Figure 7. Motor coordination and motor learning defects in Cdc42ep4^−/− mice.

(a; Top) Set-up for the balance beam test. The height (0.5 m above the floor) and illumination (100 lux) motivate mice to escape by traversing along a horizontal rod (1 m × 28 or 11 mm) into a dark box. (Bottom) The learning curves of a cohort of WT and KO mice measured at 3 and 6 months of age. The moving speeds are plotted for seven trials with a 28-mm rod and subsequent five trials with an 11-mm rod over 4 days.
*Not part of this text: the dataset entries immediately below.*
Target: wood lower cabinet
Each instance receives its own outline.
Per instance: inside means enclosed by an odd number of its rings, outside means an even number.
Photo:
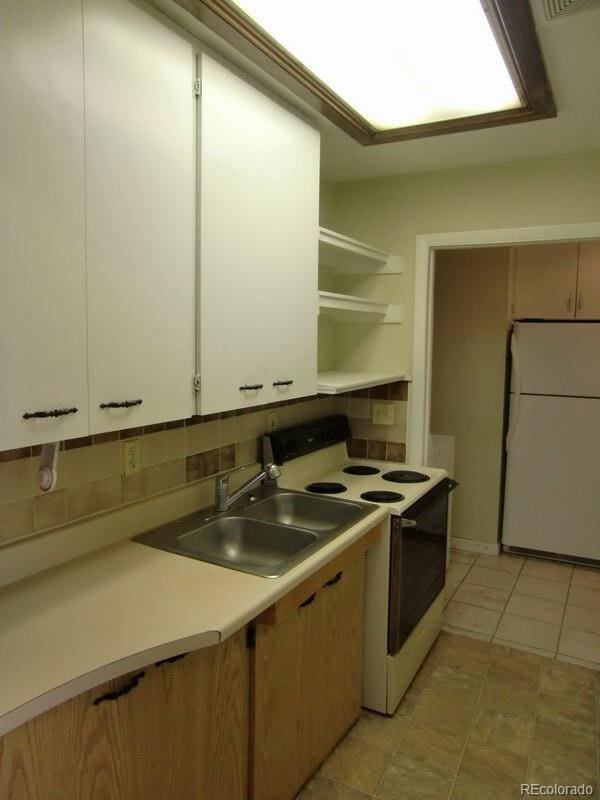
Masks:
[[[254,800],[291,800],[360,713],[364,566],[342,553],[256,624]]]
[[[133,673],[139,675],[142,670]],[[2,800],[246,800],[246,632],[110,681],[0,739]]]

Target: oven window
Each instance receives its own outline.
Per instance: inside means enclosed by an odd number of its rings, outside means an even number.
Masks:
[[[392,518],[388,630],[391,655],[398,652],[444,588],[448,490],[449,481],[444,480],[402,518]]]

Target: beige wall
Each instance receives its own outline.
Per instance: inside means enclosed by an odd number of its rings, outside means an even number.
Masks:
[[[431,431],[456,437],[452,533],[495,542],[502,466],[507,247],[436,254]]]
[[[349,350],[410,371],[417,234],[598,221],[600,153],[341,183],[334,197],[337,230],[399,253],[405,265],[388,295],[405,304],[405,323],[379,326],[368,345],[355,326],[345,333]]]

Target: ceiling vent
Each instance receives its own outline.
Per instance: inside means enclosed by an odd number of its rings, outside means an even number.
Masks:
[[[600,8],[600,0],[544,0],[548,19],[559,19],[576,11],[591,11],[593,8]]]

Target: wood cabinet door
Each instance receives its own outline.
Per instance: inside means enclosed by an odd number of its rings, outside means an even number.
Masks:
[[[81,24],[79,0],[0,3],[0,450],[88,432]]]
[[[600,242],[581,242],[577,282],[577,319],[600,320]]]
[[[150,8],[84,0],[83,9],[97,433],[194,410],[196,65],[189,40]]]
[[[316,391],[319,134],[206,55],[201,79],[198,348],[210,414]]]
[[[364,555],[256,626],[254,800],[292,800],[360,713]]]
[[[95,704],[135,676],[130,691]],[[84,692],[8,733],[0,739],[0,797],[246,800],[248,697],[240,631]]]
[[[515,249],[516,319],[572,319],[575,316],[579,245],[519,245]]]

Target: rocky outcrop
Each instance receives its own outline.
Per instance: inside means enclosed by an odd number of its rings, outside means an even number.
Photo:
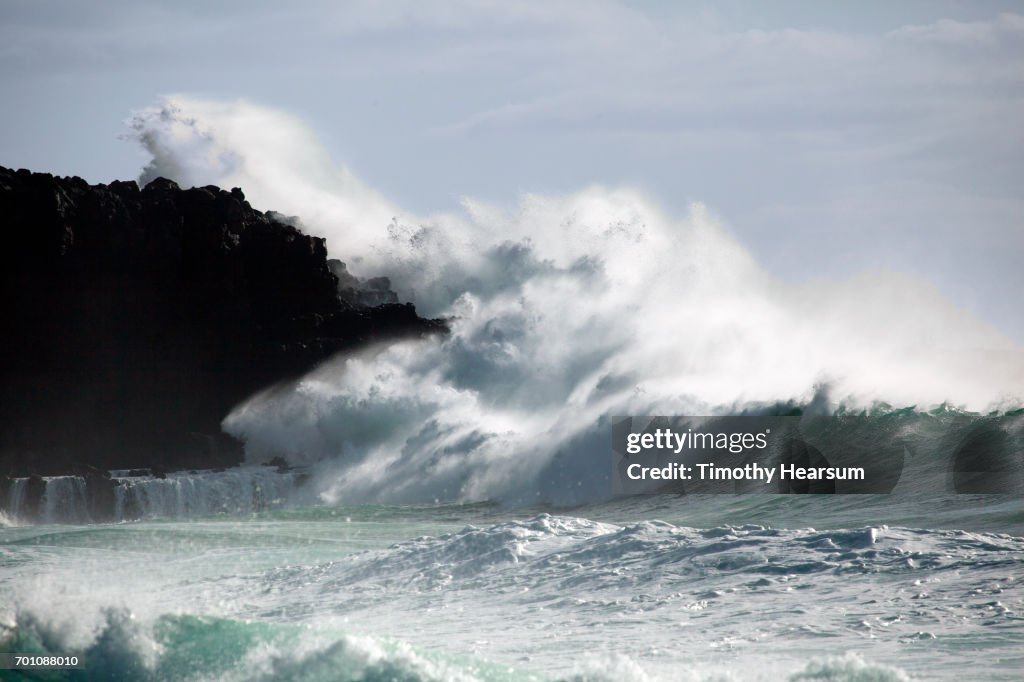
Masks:
[[[398,303],[398,294],[391,289],[391,280],[387,277],[371,277],[359,279],[348,271],[348,266],[340,260],[327,261],[331,274],[338,279],[338,298],[348,307],[373,308],[389,303]]]
[[[220,422],[248,395],[445,331],[365,305],[394,300],[386,280],[339,287],[323,239],[240,189],[0,168],[0,239],[0,473],[228,466],[241,450]]]

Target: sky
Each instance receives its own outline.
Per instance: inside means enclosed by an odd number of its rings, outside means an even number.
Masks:
[[[785,281],[910,274],[1024,341],[1024,2],[0,0],[0,91],[0,165],[137,177],[133,111],[243,98],[418,214],[699,201]]]

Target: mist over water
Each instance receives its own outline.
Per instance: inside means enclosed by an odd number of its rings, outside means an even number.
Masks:
[[[354,274],[451,318],[447,339],[335,358],[225,420],[250,458],[319,467],[329,502],[598,499],[614,414],[1024,395],[1024,348],[927,283],[780,281],[700,204],[670,216],[638,190],[590,187],[413,216],[281,112],[175,96],[130,125],[153,157],[142,180],[242,187]]]

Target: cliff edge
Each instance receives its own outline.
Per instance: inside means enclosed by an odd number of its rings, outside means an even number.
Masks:
[[[230,466],[241,448],[220,422],[247,396],[446,330],[366,305],[394,297],[353,296],[323,239],[237,188],[0,167],[0,239],[0,474]]]

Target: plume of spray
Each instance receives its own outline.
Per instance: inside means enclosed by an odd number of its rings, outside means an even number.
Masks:
[[[356,274],[452,318],[446,339],[337,357],[226,418],[249,456],[316,466],[329,502],[601,498],[615,414],[806,403],[822,386],[847,405],[1024,394],[1024,349],[929,285],[781,282],[700,204],[671,217],[591,187],[416,217],[280,112],[175,96],[130,126],[153,156],[143,180],[241,186]]]
[[[321,236],[329,235],[338,253],[372,254],[379,226],[398,214],[334,164],[300,121],[280,111],[168,97],[135,112],[127,124],[128,137],[152,157],[140,184],[165,177],[185,187],[241,187],[263,210],[297,216],[313,231],[328,228]]]

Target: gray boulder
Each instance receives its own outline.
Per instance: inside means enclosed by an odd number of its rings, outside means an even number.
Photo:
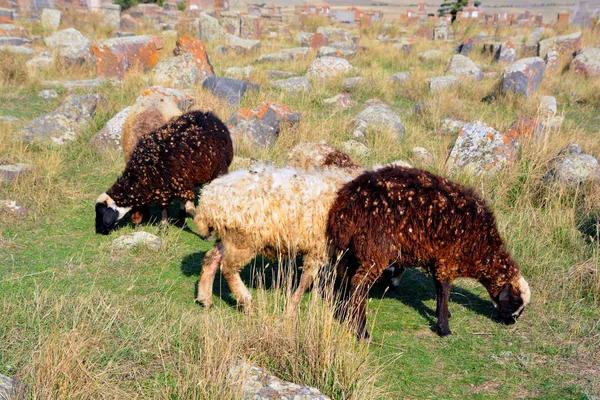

The motor coordination defects in KO mice remained uncompensated up to 6 months of age (n=13/13 and 12/12, P=0.0003, 0.0004, 0.018, 0.014 by two-way repeated measures ANOVA). (b) The learning curves of 6-week-old WT and KO littermate mice assessed by the rota-rod test before and after direct cerebellar cortical injection of CTZ plus DL-TBOA (100 μM each per 10 μl). The local inhibition of EAATs with the subthreshold dose of DL-TBOA elicited a significant motor coordination defects transiently (around 4 h post-injection) and only in KO mice (n=5/4, P=0.551, 0.0011, 0.957, 0.518 by two-way repeated measures ANOVA). The aberrant hypersensitivity of KO mice indicates their glutamate clearance deficit that is adaptively compensated.